コスタリカにある国連平和大学(UPEACE: University for Peace)への留学や進学を考えている方へ。実際に現地で修士課程を学んだ私が、キャンパスの雰囲気(多様性)から、全員必修の授業カリキュラム(基礎講義や模擬国連)のリアルな実態まで詳しく解説します。

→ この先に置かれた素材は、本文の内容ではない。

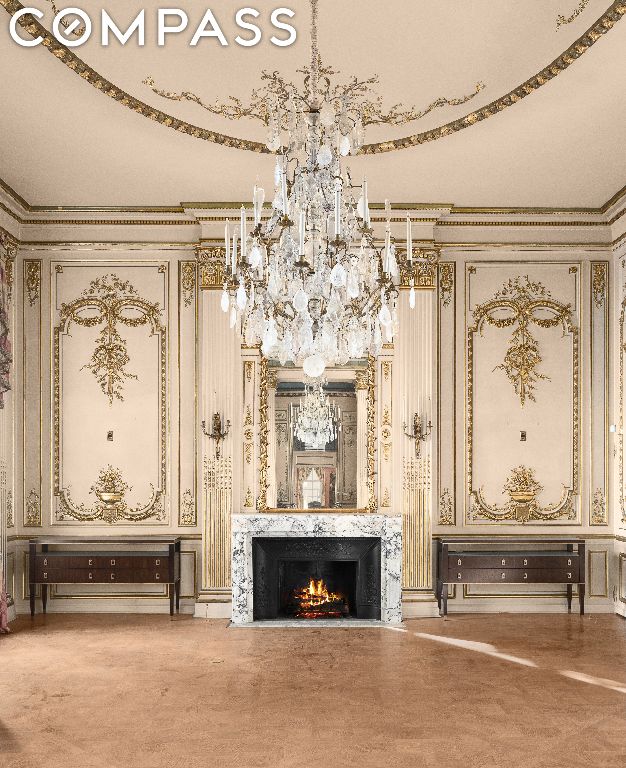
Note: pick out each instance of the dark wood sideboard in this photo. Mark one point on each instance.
(514, 560)
(71, 560)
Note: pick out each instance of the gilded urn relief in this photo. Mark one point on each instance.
(110, 392)
(522, 394)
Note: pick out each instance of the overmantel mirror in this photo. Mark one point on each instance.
(317, 439)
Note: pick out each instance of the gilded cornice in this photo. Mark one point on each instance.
(604, 24)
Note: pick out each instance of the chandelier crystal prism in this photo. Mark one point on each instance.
(311, 285)
(316, 421)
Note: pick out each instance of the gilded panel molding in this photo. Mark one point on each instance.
(188, 354)
(218, 486)
(446, 282)
(416, 523)
(446, 393)
(10, 513)
(32, 280)
(32, 404)
(599, 275)
(110, 298)
(599, 400)
(446, 508)
(188, 512)
(600, 27)
(520, 303)
(188, 281)
(599, 515)
(32, 517)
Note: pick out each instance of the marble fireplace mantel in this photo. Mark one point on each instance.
(388, 528)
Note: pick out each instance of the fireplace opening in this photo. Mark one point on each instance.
(316, 578)
(312, 589)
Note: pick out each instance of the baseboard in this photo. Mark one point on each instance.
(215, 610)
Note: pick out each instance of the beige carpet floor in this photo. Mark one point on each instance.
(492, 691)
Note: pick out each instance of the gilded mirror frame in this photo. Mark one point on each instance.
(365, 379)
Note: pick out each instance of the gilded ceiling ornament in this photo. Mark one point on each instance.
(32, 277)
(111, 298)
(561, 20)
(275, 87)
(598, 283)
(446, 508)
(517, 305)
(614, 13)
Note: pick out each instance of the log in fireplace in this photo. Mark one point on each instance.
(316, 578)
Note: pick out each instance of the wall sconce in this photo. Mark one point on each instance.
(418, 434)
(218, 433)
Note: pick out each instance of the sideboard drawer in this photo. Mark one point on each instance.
(512, 560)
(515, 575)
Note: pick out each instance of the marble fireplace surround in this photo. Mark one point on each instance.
(388, 528)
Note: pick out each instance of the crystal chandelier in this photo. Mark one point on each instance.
(311, 285)
(316, 421)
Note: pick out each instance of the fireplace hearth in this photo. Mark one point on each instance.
(316, 578)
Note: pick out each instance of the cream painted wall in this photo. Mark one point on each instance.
(568, 444)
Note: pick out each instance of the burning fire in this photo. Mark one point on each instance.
(315, 601)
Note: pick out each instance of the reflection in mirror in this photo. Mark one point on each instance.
(316, 445)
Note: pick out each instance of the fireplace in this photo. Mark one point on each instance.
(316, 578)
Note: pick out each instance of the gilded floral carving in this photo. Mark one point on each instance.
(518, 305)
(446, 508)
(32, 280)
(187, 281)
(522, 506)
(598, 283)
(598, 508)
(111, 298)
(188, 508)
(33, 510)
(110, 488)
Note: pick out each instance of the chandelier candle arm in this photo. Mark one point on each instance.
(311, 284)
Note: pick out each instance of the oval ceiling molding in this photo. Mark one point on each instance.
(604, 24)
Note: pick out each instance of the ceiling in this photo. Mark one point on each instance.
(69, 144)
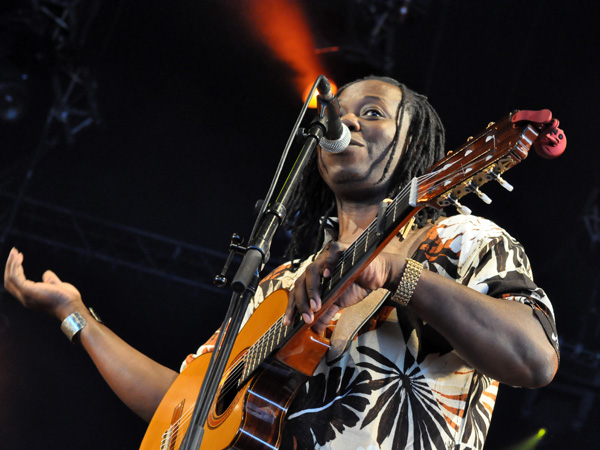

普段の旅行や生活の発信から「コスタリカで何してるの?」と聞かれることも多いですが、れっきとした大学院生として日々学んでいます。今回は、フィリピンのアテネオ大学編に引き続き、国連平和大学で「何を学んだか」を現役学生の視点でまとめました。

圧倒的な「多様性」に触れるキャンパスライフ

文字通り世界中から100人以上の学生が集まるキャンパスでは、十人十色の価値観が混ざり合います。話す言葉、ファッション、食べるもの、生活観、思想、宗教など、根本から違う環境は「これが多様性か」と途方に暮れるほどのバラエティに富んでいます。

環境保護を前提としたビーガン・ベジタリアンの多さ

特に驚いたのが、環境保護を理由にビーガンやベジタリアンになったという学生(主に西洋出身)が非常に多いことです。 日本ではまだ珍しいかもしれませんが、「肉や魚の生産には大量の二酸化炭素排出と水の消費が必要になるから野菜を食べる」というロジックが彼らの前提になっています。健康や体質だけでなく「環境保護のアクションとして食べ物を選ぶ」という価値観は、私にとって非常に新鮮でした。

授業中にも犬がいる?超ペットフレンドリーな環境

キャンパスは非常に開放的で、カフェテリアはコスタリカの街を見渡せる丘の上にあります。そこでは放し飼いのペット(犬)が当たり前のように歩き回っています。 「あの犬はあのアメリカ人の子のペット」「あの犬は先生の相棒」といった具合で、そこらじゅうに犬がいます。私は犬に対するアレルギーなどはないので問題ありませんが、授業中に足元で大きな犬が寝ている環境は、日本では考えられない新鮮な光景です。

強烈な「主義」と向き合うファシリテーションの難しさ

欧米出身の学生を中心に、フェミニズムなど特定の「主義」を強く持っている人が多いのも特徴です。女性の人権の話などでヒートアップする議論は、知らない観点を知る良い機会になります。 しかし、100人いれば100個の価値観があるため、自分の主義を公の場で強く押し付けてしまうことで摩擦が起きる瞬間もあります。多国籍な環境では、「お互いの違いを肯定しつつ、物事を前に進めるファシリテーション能力」がいかに重要かを痛感させられます。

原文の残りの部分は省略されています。